Competitions are the best human enhancement system. They show what humans can achieve when they do their best without killing the loser. As the race between lions and antelopes on the savannah shows, losers in nature’s competitions pay with their lives. The same applies to human society. Those defeated in war either die or become slaves, making it difficult to fight again. The phrase ‘wishing to lie on firewood and tasting gall’ ironically shows how difficult it is for losers to take revenge.


Competitions are different. As long as everyone does their best and the winner’s honor is recognized, winners and losers are completely equal in competitions. We know that the glory of the winner is only momentary. The loser who lost by a hair’s breadth uses the winner as a mirror to train themselves and whips themselves day and night to surpass them. The moment one becomes complacent and stops self-discipline, the winner immediately falls to the loser. How often do we see the world’s number one ranked athlete lose form and get eliminated? Because losers who did their best are given a chance to challenge again and keep striving, records are continuously broken. The very existence of competition is a permanent innovation machine designed to surpass the ‘impossible barrier.’

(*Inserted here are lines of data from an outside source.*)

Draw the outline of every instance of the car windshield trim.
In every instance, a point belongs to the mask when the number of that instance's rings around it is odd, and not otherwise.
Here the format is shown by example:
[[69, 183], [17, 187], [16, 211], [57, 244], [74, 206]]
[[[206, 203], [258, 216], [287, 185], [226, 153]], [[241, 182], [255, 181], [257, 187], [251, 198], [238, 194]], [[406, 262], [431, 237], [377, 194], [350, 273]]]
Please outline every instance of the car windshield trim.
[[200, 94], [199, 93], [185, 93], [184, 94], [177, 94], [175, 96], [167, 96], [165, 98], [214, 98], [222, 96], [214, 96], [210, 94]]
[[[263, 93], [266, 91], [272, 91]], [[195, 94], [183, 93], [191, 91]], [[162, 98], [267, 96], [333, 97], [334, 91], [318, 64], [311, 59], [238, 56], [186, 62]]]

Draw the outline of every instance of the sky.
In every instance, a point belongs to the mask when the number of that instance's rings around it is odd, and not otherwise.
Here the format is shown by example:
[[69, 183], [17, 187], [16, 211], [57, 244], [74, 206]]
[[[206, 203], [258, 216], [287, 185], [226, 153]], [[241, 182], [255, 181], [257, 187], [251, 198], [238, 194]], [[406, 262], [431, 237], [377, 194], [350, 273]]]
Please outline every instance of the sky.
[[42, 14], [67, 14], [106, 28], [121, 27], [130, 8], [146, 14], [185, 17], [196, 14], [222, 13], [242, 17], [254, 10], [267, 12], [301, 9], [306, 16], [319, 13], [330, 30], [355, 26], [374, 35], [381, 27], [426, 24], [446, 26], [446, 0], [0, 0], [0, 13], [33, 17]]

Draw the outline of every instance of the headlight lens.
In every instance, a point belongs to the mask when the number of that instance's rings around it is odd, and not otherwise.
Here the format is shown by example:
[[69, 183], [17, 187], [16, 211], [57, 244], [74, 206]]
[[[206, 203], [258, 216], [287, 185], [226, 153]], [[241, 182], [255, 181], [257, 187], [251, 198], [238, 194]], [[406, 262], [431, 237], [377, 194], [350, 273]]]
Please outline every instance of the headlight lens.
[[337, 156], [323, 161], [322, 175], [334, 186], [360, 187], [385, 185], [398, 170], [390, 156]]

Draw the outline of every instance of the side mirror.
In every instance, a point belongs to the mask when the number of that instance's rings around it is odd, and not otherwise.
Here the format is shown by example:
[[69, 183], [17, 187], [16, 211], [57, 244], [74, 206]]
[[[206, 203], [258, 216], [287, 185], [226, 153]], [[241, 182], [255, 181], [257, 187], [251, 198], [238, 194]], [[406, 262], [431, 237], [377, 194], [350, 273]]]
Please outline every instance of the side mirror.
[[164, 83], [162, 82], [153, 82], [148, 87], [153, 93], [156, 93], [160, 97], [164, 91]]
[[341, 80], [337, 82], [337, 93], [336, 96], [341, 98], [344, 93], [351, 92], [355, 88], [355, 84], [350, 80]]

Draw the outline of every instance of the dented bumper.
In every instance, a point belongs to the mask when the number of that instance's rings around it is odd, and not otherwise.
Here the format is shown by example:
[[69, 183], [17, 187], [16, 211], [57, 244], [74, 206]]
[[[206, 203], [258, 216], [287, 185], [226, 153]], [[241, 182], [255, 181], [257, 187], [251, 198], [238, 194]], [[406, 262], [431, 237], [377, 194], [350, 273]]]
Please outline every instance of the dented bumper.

Therefore, the moment when winners and losers embrace after a match shows the true form of friendship. This embrace is both an acknowledgment of the excellence shown by the winner and a promise to compete again in the next match. Nietzsche said in “Thus Spoke Zarathustra,” “One must find the best enemy in one’s friend.” As the greatest Olympic athletes show, true friendship exists in the form of competing for excellence and taking the greatest rival as a friend. This is why Mencius said, “Demanding goodness from each other [責善] is the way of friends.” We are the same. Depending on what we take as a mirror and how persistently we endure and cultivate ourselves, the color of life’s medal changes. The Olympic Games teach us this.